Service Design: Enhancing a CRO’s Shiny-Based Insight Application.
Returning to the CRO from the data engineering case, we found that technical challenges in their Shiny-based insight application sparked a broader discussion about service design. The application was intended to provide insights into clinical study data, but as we worked through issues like data security and reconfiguration for new studies, it became clear that there were gaps in the overall service offering. We initiated a service design process that produced a service blueprint. This clarified fundamental questions such as:
Does the service include data cleansing and remapping?
Is this a software-as-a-service (SaaS) or a consulting service?
What are the review points for configuration and data?
How do different personas within the organization interact with the application?
What is the expected end-user support?
By systematically addressing these questions, we not only improved the application itself but also helped the CRO better articulate their service, internally and externally. The result was a more cohesive offering that aligned with their business goals and clarified user expectations.

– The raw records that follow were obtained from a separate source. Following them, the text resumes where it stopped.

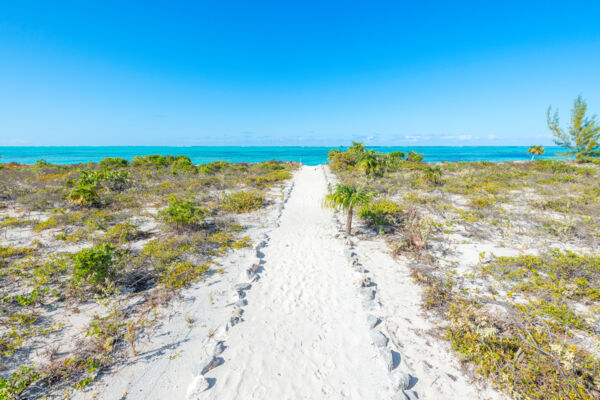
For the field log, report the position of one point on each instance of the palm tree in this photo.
(535, 151)
(371, 164)
(433, 174)
(584, 133)
(346, 197)
(357, 147)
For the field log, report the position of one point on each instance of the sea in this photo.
(305, 155)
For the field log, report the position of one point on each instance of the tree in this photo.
(347, 197)
(584, 133)
(535, 151)
(433, 174)
(371, 164)
(357, 147)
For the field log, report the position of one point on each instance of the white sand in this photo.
(304, 331)
(305, 334)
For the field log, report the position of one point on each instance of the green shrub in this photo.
(152, 160)
(240, 202)
(266, 180)
(109, 162)
(85, 195)
(382, 212)
(180, 274)
(414, 156)
(212, 167)
(94, 265)
(182, 213)
(183, 166)
(122, 232)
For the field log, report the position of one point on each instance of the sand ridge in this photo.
(304, 333)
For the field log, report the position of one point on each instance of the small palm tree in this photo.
(535, 151)
(584, 133)
(371, 165)
(347, 197)
(433, 174)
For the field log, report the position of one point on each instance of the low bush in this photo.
(244, 201)
(382, 212)
(181, 213)
(110, 163)
(94, 265)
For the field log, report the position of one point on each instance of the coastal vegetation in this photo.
(506, 254)
(583, 136)
(347, 197)
(106, 246)
(536, 151)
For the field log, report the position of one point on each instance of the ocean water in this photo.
(306, 155)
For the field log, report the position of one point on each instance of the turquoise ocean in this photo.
(306, 155)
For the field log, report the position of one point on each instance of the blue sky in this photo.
(302, 73)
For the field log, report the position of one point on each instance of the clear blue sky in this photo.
(309, 73)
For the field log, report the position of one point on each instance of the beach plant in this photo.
(182, 213)
(382, 213)
(583, 136)
(413, 156)
(94, 265)
(347, 197)
(243, 201)
(113, 162)
(535, 151)
(371, 163)
(433, 174)
(85, 194)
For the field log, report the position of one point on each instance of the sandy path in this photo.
(304, 334)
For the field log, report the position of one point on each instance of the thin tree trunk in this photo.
(349, 221)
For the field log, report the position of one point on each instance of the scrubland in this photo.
(507, 255)
(91, 253)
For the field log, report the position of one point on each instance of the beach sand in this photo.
(305, 328)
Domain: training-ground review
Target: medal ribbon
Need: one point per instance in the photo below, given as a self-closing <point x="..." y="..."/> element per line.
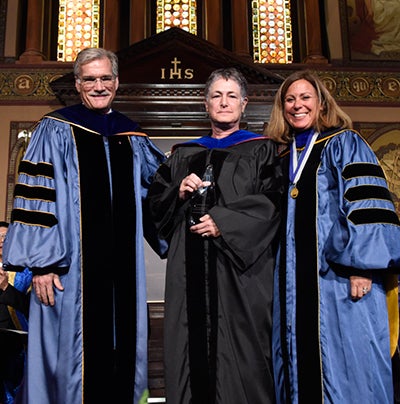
<point x="296" y="166"/>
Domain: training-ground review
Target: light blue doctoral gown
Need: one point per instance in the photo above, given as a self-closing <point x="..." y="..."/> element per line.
<point x="55" y="369"/>
<point x="342" y="223"/>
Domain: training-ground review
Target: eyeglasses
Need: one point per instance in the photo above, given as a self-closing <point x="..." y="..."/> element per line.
<point x="89" y="82"/>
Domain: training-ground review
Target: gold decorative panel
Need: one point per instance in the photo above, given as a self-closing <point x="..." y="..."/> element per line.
<point x="272" y="31"/>
<point x="177" y="13"/>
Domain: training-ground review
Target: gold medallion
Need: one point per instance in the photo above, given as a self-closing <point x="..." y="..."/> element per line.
<point x="294" y="192"/>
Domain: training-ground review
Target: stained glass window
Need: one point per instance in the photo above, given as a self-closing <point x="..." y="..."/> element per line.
<point x="272" y="31"/>
<point x="177" y="13"/>
<point x="78" y="27"/>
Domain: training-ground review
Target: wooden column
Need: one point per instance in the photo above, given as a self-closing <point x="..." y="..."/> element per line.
<point x="111" y="25"/>
<point x="240" y="28"/>
<point x="138" y="19"/>
<point x="213" y="22"/>
<point x="34" y="33"/>
<point x="313" y="33"/>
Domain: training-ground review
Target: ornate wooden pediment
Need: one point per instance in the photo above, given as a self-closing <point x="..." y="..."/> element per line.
<point x="162" y="80"/>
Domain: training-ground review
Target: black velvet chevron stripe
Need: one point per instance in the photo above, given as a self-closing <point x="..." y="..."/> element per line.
<point x="367" y="192"/>
<point x="30" y="217"/>
<point x="40" y="193"/>
<point x="33" y="170"/>
<point x="362" y="170"/>
<point x="369" y="216"/>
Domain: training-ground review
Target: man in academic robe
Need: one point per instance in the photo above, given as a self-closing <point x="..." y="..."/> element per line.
<point x="78" y="223"/>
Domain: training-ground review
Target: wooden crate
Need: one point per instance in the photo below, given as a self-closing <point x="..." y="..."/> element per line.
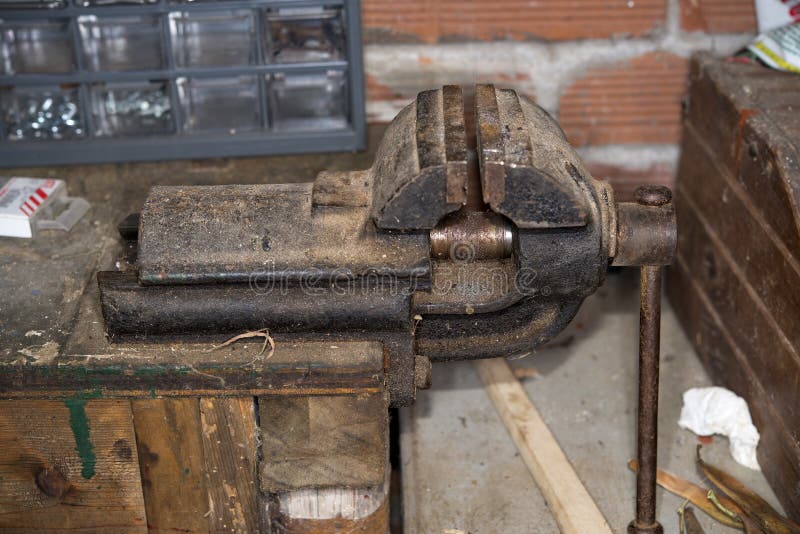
<point x="735" y="283"/>
<point x="195" y="464"/>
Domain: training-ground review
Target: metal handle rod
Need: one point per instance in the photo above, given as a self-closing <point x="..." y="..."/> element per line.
<point x="647" y="443"/>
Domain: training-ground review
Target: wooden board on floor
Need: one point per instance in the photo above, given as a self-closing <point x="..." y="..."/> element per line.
<point x="89" y="450"/>
<point x="573" y="507"/>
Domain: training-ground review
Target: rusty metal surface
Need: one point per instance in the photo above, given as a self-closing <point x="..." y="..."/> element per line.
<point x="647" y="424"/>
<point x="132" y="309"/>
<point x="234" y="234"/>
<point x="647" y="231"/>
<point x="466" y="236"/>
<point x="380" y="255"/>
<point x="527" y="167"/>
<point x="419" y="173"/>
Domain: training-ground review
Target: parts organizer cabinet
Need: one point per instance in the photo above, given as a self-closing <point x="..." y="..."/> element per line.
<point x="125" y="80"/>
<point x="735" y="283"/>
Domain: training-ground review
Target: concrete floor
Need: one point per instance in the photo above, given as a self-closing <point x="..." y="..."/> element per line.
<point x="461" y="470"/>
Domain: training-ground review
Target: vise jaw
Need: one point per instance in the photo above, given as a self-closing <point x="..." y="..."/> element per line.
<point x="476" y="233"/>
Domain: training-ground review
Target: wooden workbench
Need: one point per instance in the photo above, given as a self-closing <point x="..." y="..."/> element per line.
<point x="174" y="437"/>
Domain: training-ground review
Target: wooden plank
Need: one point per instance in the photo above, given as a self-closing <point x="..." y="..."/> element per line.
<point x="84" y="455"/>
<point x="229" y="448"/>
<point x="323" y="441"/>
<point x="573" y="507"/>
<point x="172" y="464"/>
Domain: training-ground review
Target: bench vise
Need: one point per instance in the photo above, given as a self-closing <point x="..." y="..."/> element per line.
<point x="476" y="233"/>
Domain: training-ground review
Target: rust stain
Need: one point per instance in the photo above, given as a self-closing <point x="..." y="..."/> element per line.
<point x="744" y="115"/>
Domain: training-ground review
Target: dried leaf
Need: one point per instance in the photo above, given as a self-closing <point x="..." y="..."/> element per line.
<point x="689" y="522"/>
<point x="268" y="341"/>
<point x="751" y="503"/>
<point x="696" y="495"/>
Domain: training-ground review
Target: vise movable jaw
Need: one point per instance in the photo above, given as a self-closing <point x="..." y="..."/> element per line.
<point x="455" y="244"/>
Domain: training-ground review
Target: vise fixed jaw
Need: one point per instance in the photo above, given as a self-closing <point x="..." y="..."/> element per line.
<point x="476" y="233"/>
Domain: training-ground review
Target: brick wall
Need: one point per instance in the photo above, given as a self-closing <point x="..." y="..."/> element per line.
<point x="612" y="71"/>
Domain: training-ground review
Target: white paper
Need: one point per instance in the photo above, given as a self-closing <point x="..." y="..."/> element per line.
<point x="715" y="410"/>
<point x="775" y="13"/>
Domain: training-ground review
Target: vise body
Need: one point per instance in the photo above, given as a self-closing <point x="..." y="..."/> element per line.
<point x="476" y="233"/>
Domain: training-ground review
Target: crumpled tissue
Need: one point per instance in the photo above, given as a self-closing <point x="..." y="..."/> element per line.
<point x="716" y="410"/>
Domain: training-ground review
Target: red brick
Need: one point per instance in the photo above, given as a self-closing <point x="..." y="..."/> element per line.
<point x="635" y="101"/>
<point x="429" y="21"/>
<point x="625" y="180"/>
<point x="718" y="16"/>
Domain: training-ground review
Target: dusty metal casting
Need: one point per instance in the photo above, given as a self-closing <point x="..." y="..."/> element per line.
<point x="476" y="233"/>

Product UX/UI Design: Posit Monitoring App for a Reinsurance Data Science Team.
At one of our reinsurance clients, the Centre of Excellence Team for Data Science was using R and related infrastructure, including Posit. They asked us to help develop a Shiny application to monitor Posit usage, surfacing key metrics and trends. The challenge was to present a vast amount of information in a way that was both user-friendly and visually coherent. Through a focused design sprint, we worked on one of the main dashboards to optimise the user experience for stakeholders. This included displaying departmental metrics clearly to highlight ROI, incorporating arrow indicators to showcase trends, and adding call-to-action buttons for deeper insights, and tooltips that provided granular details, ensuring the interface was informative yet uncluttered. We also developed a design system based on the company’s branding to ensure consistency across the application. The final product offered a clear, visually consistent interface that enhanced decision-making and provided stakeholders with easy access to critical insights. This project highlights the value of UX/UI design in data science, ensuring that complex information can be communicated effectively and in a way that drives action.
Conclusion.
Looking back at my EARL 2024 talk, I was reminded how far the R community has come and how much further we can go. Whether it’s in data engineering, platform engineering, or design, R’s versatility is unparalleled, and it’s positioned to continue driving innovation across industries. R is more than just a tool for analysis — it’s a key component in enterprise-scale solutions that are transforming industries and making a real-world impact. With the increasing adoption of cloud technologies and an ever-growing focus on effective data communication, there’s never been a better time to be working in this space.